Forum Moderators: open
Google visits regularly and honors the robots.txt, as do the other major search engines. The file validates so there seems to be no logical reason for the indexing.
(My spider links page will be generating another 50 or 100 thousand bogus URL's to follow later today. Should keep some errant bot busy for a few extra minutes.)
Jeevesguy:
Is there a current email address for reporting a problem with your robot? I sent a message via your site's "feedback" form. (Again.)
What are the odds of getting all references to a particular site removed from your index?
Wayne
Was briefly 'live' as a would-be shopping site and was linked, again briefly, through a only couple of shared files from several of my content sites. It's more "on hold" now than "under construction."

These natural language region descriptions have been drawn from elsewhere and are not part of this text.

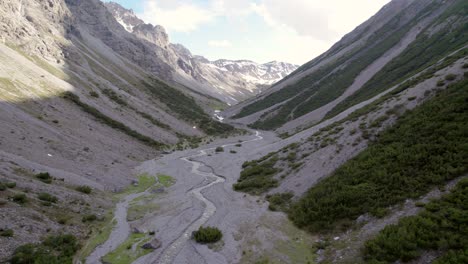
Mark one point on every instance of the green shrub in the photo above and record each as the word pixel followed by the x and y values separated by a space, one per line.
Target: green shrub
pixel 450 77
pixel 440 227
pixel 84 189
pixel 257 175
pixel 424 149
pixel 20 198
pixel 111 122
pixel 440 83
pixel 219 149
pixel 44 177
pixel 53 250
pixel 46 197
pixel 207 234
pixel 7 232
pixel 89 218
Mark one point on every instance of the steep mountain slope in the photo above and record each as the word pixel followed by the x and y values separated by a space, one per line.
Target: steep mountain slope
pixel 402 39
pixel 79 100
pixel 230 81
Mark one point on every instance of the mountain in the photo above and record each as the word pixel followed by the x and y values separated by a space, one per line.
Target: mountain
pixel 403 38
pixel 111 150
pixel 230 81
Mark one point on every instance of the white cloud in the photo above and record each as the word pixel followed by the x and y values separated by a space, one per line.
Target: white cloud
pixel 321 20
pixel 220 43
pixel 175 15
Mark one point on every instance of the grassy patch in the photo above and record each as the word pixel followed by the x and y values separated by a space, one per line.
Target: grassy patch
pixel 166 180
pixel 111 122
pixel 54 249
pixel 125 254
pixel 257 175
pixel 425 148
pixel 207 234
pixel 100 236
pixel 145 181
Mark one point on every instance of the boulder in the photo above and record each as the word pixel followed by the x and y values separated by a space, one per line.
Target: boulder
pixel 154 244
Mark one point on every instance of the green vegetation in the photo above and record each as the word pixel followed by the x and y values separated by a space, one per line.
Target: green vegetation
pixel 20 198
pixel 153 120
pixel 424 51
pixel 48 198
pixel 145 181
pixel 330 81
pixel 89 218
pixel 166 180
pixel 84 189
pixel 44 177
pixel 185 107
pixel 219 149
pixel 114 97
pixel 7 232
pixel 257 175
pixel 125 253
pixel 441 226
pixel 111 122
pixel 101 233
pixel 53 250
pixel 425 148
pixel 279 201
pixel 142 206
pixel 450 77
pixel 94 94
pixel 207 234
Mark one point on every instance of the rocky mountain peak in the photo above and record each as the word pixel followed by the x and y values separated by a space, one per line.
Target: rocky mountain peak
pixel 126 17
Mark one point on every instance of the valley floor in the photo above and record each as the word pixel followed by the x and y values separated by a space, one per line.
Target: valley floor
pixel 203 195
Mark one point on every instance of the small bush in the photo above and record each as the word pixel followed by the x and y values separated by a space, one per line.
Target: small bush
pixel 219 149
pixel 279 201
pixel 6 232
pixel 84 189
pixel 44 177
pixel 46 197
pixel 89 218
pixel 450 77
pixel 20 198
pixel 207 235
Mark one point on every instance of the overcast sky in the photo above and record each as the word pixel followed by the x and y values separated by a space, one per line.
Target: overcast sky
pixel 293 31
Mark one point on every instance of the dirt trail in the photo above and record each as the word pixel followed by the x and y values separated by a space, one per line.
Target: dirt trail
pixel 171 252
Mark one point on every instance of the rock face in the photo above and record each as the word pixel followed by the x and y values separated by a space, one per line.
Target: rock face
pixel 228 80
pixel 396 40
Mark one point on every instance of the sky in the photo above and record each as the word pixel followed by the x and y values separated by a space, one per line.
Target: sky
pixel 293 31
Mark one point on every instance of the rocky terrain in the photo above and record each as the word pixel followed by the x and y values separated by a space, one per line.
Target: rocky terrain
pixel 228 80
pixel 111 152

The spider trap directory was always disallowed and for some time now, the whole site is. (Ever since Ask Jeeves first spidered the trap directory last April.)
I'm not one to suspect Jeeves has any motive here. I have the same directory on my other sites and have never seen them fall into the trap on any of them. That's why I looked again at my robots.txt file.
Wayne
When I used the robots.txt validation tool I found that later in the file another set of disallow entries (different than above) were included. A cut and paste screw-up, I guess. The file validated but told me there were duplicates. In effect, I was rewriting the file halfway through and the bot seems to have restarted itself at the point it saw the second User-agent: *.
Checked all my other robots.txt files to make sure they're ok.
Thanks to JeevesGuy for contacting me via stickymail.
Wayne